An Audiobook Review by Jackie Houchin

It’s the early 1900’s in Trieste. There is trouble at the British consulate when Lomax, the main man there disappears. The powers that be in the Foreign Office send Sandor Seymour, an East End immigrant policeman in London to investigate the disappearance. He’s sent as a “King’s Messenger” (undercover as a policeman) simply because he can speak Italian and German.

It’s slow going as Seymour gets his feet wet in the city, until Lomax’s body is found. And still, between the over-the-top-crazy artists’ community, the closed-mouthed dock workers, a cagy cinema owner, and a sly military policeman, Seymour has a tough time getting any information at all.

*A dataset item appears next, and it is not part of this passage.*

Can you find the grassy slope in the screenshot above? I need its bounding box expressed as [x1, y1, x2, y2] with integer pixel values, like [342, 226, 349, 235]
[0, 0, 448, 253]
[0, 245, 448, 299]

Very slowly he begins to piece together the illegal operations Lomax (and now possibly his successor) had been doing. Why were dark strangers coming to the consulate late at night and picking up British exit papers? Who were they actually?

Finally, with the help of a very interesting woman (who also knew Lomax very well), Seymour discovers a dangerous undercurrent of dissent between foreign students and protestors from nearby Balkin countries. It’s a powder keg that will eventually set off a world war. But Seymour is able to quell it for a while at least, until he closes the consulate and leaves.

This book is slow going. There is a lot of drinking and talking at bars, and the talk about crazy art and even cinema drags on a bit. When Seymour finally gets on the trail of the why and the who, it gets more interesting. The narrator has a nice range of voices for the characters.